Superstitious of disturbing her web, 

I have surrendered the far right corner of my garden

to her.

At night, after watering,

I press myself flat 

against the house 

to pass

as she restrings to snare her evening supper.

I keep my distance, 

some cherry tomatoes drop from vine 

to the soil

in the corner I cannot reach, 

now hers alone.  

I think I understand—

though she will die with the first frost

of fall, 

after a full summer of webbing

at dusk, 

consuming those centers

only to rebuild 

each morning 

with fresh silk, 

she holds on for as long

as she can. 

She has an egg sack to protect. 

Silken souls

in the thousands 

tiny as dust

wrapped up tight 

until their spring exodus,

soon to be

writers of creation themselves. 


Divined Good
after Medbh McGuckian
from “To the Nightingale” 

to the moon that nearly rotted
I still tried to eat you whole
as I would a peach 
(I dare) 
and the juices that dribbled down 
my shirt, dripping 
off beige buttons,
burnt my skin
to the touch. 

who knew that rotting moon juice
would sear so surely? 
who knew that it had any power
at all? 

I suspected peaches have power. 
At my grandmother’s house
in Knoxville, 
they lure animals to climb trees. 

Squirrels, birds, 
rats grind the fruit 
in their small mouths, 
rabbits gobble up 
orbs down from the dwarf trees, 
raccoons scale trunks 
and use sharp teeth to quicken
their hungry stomachs. 

Even the silent deer
can stretch their necks 
to reach the lowest
branches, (do they dare?)
they tease off 
the low-hanging moons
with the gentlest ease. 

The oldest spirit standing 
in this open field
is my oldest gift—
my grandmother’s 
planted this tree 
for me. 

How could she know I’d wait too long 
to harvest the fruit
so that it bruised 
and softened, 
so that the communing deer and I 
have to eat around 
the bad parts,  
but the good
that ancestral, divined good
is worth the tedious ceremony, 
is worth the wealth of moon juice
that burns our spread lips
at its touch. 

Lacy Snapp
is a poet and woodworker in East Tennessee.
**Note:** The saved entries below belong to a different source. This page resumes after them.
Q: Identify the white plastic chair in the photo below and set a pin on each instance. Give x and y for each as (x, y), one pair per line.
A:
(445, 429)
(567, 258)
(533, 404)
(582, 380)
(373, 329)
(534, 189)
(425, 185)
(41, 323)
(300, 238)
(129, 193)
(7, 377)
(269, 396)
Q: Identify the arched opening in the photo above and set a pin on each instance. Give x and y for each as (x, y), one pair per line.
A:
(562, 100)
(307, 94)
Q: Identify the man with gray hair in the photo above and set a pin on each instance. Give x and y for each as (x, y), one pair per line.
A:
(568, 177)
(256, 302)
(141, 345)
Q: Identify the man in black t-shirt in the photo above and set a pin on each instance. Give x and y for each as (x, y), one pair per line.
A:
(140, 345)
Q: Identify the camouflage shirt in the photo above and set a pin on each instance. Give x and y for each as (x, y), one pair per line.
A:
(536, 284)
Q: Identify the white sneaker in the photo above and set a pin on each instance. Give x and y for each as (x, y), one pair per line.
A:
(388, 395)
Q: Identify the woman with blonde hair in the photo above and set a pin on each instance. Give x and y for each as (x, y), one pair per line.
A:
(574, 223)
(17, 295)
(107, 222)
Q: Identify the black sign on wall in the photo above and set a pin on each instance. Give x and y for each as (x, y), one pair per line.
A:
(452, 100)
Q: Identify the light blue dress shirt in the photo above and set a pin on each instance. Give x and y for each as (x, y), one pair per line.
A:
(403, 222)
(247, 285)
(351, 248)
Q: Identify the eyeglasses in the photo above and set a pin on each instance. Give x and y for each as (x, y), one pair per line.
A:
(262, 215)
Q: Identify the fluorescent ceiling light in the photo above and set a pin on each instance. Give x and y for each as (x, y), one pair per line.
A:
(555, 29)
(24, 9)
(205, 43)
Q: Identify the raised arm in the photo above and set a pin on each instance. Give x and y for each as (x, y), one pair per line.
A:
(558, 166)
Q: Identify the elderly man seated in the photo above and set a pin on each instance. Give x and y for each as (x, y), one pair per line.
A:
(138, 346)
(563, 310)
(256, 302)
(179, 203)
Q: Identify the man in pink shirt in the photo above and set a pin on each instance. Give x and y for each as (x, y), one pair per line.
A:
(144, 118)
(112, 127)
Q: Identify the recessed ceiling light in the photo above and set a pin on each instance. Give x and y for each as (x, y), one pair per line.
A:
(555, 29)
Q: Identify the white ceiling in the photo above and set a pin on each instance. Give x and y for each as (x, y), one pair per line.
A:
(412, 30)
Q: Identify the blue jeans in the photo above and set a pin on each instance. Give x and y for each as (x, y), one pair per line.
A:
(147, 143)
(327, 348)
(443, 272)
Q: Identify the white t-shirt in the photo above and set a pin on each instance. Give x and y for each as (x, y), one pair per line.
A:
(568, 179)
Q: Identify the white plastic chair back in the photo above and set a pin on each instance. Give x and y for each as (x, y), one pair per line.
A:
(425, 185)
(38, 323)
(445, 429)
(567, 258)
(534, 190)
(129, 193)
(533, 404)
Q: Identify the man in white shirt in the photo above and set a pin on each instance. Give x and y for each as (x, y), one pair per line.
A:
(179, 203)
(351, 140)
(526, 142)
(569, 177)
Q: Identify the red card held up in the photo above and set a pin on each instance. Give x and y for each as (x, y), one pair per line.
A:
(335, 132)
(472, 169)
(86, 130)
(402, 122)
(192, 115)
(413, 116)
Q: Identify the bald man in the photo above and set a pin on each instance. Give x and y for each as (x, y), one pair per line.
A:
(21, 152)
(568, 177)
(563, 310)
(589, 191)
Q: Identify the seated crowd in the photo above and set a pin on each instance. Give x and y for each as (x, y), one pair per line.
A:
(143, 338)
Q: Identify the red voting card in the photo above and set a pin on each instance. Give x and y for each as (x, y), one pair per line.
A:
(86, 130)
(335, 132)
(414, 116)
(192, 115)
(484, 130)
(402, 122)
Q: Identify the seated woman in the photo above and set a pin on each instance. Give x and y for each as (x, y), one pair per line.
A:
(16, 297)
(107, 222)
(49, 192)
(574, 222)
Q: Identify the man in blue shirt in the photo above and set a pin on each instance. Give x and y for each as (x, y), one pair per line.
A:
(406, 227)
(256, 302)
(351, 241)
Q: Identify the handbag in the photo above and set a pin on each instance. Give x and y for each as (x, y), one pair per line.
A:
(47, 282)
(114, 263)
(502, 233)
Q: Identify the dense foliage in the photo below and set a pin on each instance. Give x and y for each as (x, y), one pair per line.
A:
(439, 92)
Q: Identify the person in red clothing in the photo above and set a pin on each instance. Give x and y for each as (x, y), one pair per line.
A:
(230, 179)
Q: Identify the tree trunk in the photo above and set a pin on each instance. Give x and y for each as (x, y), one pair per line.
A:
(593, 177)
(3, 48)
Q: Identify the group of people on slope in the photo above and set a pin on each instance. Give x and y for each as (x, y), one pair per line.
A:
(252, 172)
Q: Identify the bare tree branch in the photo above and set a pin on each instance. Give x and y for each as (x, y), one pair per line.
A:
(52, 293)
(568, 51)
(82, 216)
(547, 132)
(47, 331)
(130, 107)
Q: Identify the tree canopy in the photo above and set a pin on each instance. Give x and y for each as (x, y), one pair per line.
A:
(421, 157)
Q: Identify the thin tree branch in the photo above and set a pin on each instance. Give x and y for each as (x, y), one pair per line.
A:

Her first chapbook, Shadows on Wood, was published in 2021 by Finishing Line Press. She teaches American Literature and Composition at East Tennessee State University, runs her business, Luna’s Woodcraft, and serves on the board of the Johnson City Poets Collective and as the 2022 Chair of Programs for the Poetry Society of Tennessee. She is currently an MFA candidate at Vermont College of Fine Arts. Her poetry appears in Women of Appalachia Project’s Women Speak: Volume 6 and Volume 7, Mildred Haun Review, Snapdragon: A Journal of Art and Healing, among others, and is forthcoming in Women Speak: Volume 8.